Red Hat Advanced Cluster Management for Kubernetes and IBM Cloud Pak® for Multi Cloud Management
For organizations that are struggling to standardize, secure, and scale multi-cluster Kubernetes clusters, Red Hat and IBM are here to help.
Red Hat Advanced Cluster Management provides a single view to manage across multiple platforms and vendors, including Amazon Web Services (AWS), Microsoft Azure, Google Cloud Platform (GCP), bare metal, Red Hat OpenStack® Platform and VMware vSphere. It also provides the hybrid cloud management platform and capabilities that address common challenges faced by administrators and site reliability engineers (SREs) as they work across a range of environments, such as multiple datacenters, private clouds, and public clouds that run Kubernetes clusters, including your remote edge sites.
IBM’s Cloud Pak® for Multi-Cloud Management console and CLI tools provides the ability to view information about your clusters, add or change cluster labels, and view metering usage data. Organizations leveraging either the Red Hat Advanced Cluster Management UI or the IBM Cloud Pak® for Multi-cloud Management console are able to create applications and application resources, which are automatically propagated to Red Hat Advanced Cluster Management running on Red Hat OpenShift.
The benefits of partnering with Red Hat and IBM for creating and managing your applications include:
- Unified multi-cluster management: Organizations can create, update, and delete Kubernetes clusters across multiple private and public clouds. Red Hat Advanced Cluster Management is able to search, find, and modify any Kubernetes resource across the entire domain and quickly troubleshoot and resolve issues across federated domains.
- Policy-based governance, risk, and compliance: Red Hat Advanced Cluster Management allows organizations to set and enforce policies for security, applications, and infrastructure in order to visualize detailed auditing on configuration of apps and clusters and gain visibility into compliance posture based on defined standards.
- Advanced application life-cycle management: By defining and deploying applications across clusters based on policy, IT organizations can view service endpoints and pods associated with application topology and dependencies.

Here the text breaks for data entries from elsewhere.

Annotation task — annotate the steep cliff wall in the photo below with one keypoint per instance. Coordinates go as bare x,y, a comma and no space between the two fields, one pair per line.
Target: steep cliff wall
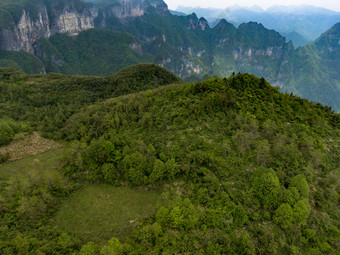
60,16
49,18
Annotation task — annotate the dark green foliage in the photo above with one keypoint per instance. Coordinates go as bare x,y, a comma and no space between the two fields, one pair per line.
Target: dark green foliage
21,61
245,169
47,101
241,153
9,128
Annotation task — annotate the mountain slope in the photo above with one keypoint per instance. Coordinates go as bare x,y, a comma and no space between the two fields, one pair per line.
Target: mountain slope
244,168
47,101
121,33
316,69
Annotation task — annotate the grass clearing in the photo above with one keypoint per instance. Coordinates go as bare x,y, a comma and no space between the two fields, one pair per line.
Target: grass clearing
98,212
29,145
40,163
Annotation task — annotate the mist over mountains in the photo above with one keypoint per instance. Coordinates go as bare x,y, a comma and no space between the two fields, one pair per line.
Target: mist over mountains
101,37
301,24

In addition, organizations can automatically deploy applications to specific clusters based on channel and subscription definitions and automate day 2 configurations such as networking and databases via integrations with Red Hat Ansible.
- Multi-cluster observability for health and optimization: Red Hat Advanced Cluster Management can provide organizations with an overview of multi-cluster health and optimization, including the ability to store long-term data as well as easily sort, filter, and do a deep scan of individual clusters at the aggregated multicluster level. Organizations can also gain an aggregated view of cluster metrics and supporting troubleshooting including integrations with Grafana dashboards.
Moving forward with modern applications
Maintaining consistent security, performance, and control across multiple Kubernetes platforms will be critical to ensuring business resiliency and agility in the age of modern cloud-native applications and DevOps-driven software innovation. Organizations that are exploring or deploying containers at any level of enterprise scale will need to quickly grapple with the challenges of multi-cluster management and invest in appropriate tools, skills, and process updates in order to ensure application performance.